Então, ele se aproximou de uma porta e eu já tinha deixado de gritar. Eu sabia que já não havia nada a fazer.
Reparei que estava sendo difícil para o soldado segurar em mim enquanto procurava as chaves, pelo que comecei a controcer-me, tentando que ele me largasse.
- Esteja quieta, für die Liebe Gottes! - ele disse, pegando as chaves e destrancando a porta, entrando comigo para dentro daquela pequena e sombria casa.

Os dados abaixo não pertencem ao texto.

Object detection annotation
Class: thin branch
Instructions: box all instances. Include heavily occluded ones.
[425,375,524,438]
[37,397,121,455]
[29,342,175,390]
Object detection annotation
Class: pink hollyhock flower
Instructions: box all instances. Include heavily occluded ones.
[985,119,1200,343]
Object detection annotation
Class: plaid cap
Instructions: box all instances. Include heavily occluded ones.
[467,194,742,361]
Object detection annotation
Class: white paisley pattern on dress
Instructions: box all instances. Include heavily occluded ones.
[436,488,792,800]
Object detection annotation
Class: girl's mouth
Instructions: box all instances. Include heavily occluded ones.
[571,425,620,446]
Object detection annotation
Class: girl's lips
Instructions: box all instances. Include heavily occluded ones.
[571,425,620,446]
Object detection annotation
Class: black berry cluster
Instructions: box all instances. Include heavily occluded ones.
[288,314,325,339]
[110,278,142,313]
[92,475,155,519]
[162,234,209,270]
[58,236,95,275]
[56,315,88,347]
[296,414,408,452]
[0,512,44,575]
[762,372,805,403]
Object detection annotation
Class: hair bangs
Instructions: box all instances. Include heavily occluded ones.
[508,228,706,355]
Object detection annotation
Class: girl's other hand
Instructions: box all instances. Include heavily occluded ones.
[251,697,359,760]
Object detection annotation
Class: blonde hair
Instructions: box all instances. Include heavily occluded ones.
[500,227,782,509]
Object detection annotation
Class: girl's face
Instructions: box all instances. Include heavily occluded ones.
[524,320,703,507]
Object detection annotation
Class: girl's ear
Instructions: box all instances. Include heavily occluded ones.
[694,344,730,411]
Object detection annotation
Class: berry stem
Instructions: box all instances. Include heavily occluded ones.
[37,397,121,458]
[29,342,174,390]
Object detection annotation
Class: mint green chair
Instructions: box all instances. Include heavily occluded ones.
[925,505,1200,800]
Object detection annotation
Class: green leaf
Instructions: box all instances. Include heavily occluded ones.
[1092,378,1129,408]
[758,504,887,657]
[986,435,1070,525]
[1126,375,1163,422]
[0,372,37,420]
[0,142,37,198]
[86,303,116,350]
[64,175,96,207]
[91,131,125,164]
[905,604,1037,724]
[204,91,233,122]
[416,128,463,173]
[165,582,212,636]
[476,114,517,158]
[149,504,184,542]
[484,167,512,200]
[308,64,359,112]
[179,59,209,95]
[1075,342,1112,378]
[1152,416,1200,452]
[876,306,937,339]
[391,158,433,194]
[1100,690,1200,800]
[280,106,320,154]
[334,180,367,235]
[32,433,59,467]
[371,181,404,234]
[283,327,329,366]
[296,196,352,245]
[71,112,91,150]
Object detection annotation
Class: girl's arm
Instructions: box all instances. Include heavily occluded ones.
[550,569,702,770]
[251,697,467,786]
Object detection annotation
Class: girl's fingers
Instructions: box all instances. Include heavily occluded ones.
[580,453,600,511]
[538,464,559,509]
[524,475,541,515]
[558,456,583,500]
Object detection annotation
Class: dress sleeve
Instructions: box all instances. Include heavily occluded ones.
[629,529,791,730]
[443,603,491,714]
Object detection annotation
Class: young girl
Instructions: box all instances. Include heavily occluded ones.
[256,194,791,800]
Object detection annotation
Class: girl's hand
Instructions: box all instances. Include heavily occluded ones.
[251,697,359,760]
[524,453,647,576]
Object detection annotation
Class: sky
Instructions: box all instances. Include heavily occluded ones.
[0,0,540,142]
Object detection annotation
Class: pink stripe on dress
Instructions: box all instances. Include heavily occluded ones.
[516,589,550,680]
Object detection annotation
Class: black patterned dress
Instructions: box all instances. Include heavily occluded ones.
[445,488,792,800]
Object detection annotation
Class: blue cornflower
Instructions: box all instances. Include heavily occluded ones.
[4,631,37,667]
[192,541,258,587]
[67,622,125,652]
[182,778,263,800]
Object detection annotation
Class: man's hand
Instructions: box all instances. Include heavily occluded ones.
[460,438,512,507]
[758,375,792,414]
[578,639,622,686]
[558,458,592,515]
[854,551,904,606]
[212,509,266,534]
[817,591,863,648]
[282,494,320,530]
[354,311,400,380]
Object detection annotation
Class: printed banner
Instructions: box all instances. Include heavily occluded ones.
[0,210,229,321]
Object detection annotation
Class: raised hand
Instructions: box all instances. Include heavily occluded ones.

Me atirou ao chão e eu encolhi-me, tentando não bater com a cabeça e nenhum lado enquanto o olhava de cima a baixo, assustada. Eu queria começar a chorar, mas sabia que isso só demonstraria que eu era uma garotinha fraca e que chamava pelos seus papais por tudo e por nada.
Eu olhava-o com desprezo. Ódio não, mas sim desprezo.
Ele se baixou até ficar, praticamente, à minha altura e segurou meu rosto com a mão direita.
- Você até tem um face bonitinha para uma francesinha, garota. - ele comentou, sorrindo - Como se chama mesmo? Não decorei seu nome...
- Valentina.
- Que lindo nome... Valentina. - disse o homem loiro, aproximando seus lábios dos meus... e me beijando.